It's nice to start off the New Year with some good news. Earlier this week, I wrote in a piece in The New York Daily News that, sadly, the New York labor movement had been basically silent in the face of the rants, bile and venom spilling from the mouth of the head of the police union in NYC. There may be some movement here.
This via Buzzfeed yesterday:
New York City’s top progressives have backed away from any direct confrontation with the city’s largest police union, even as union leaders continue to criticize the mayor following the shooting of two officers.
But the silence of non-police unions may not last long into the new year.
That will depend on the actions of Patrick Lynch, the president of the Patrolmen’s Benevolent Association, and whether he continues his public campaign against Mayor Bill de Blasio, sources with knowledge of union thinking say. Unions were instrumental in getting de Blasio elected and are considered among his closest allies.
Who knows whether this actually has legs beyond the anonymous sources quoted. But, it's important for people in unions to keep this issue alive--the critique and the demand to speak up is more credible coming from those who are union members and supports of the movement.

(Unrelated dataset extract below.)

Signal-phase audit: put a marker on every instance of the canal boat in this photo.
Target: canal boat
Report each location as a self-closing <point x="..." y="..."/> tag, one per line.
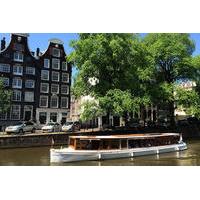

8:55 AM PT: Friends: IMHO, this should not turn into a general unsupported attack on police unions using words like "scab" unions. Over-the-top rhetoric does not help the main focus of this discussion: that is, that the labor movement has to make clear it doesn't support the rhetoric by the **president of the NYC PBA** who is dividing the city and, as I initially wrote, whose rhetoric does not symbolize what many of us consider to be the unifying principles of unions.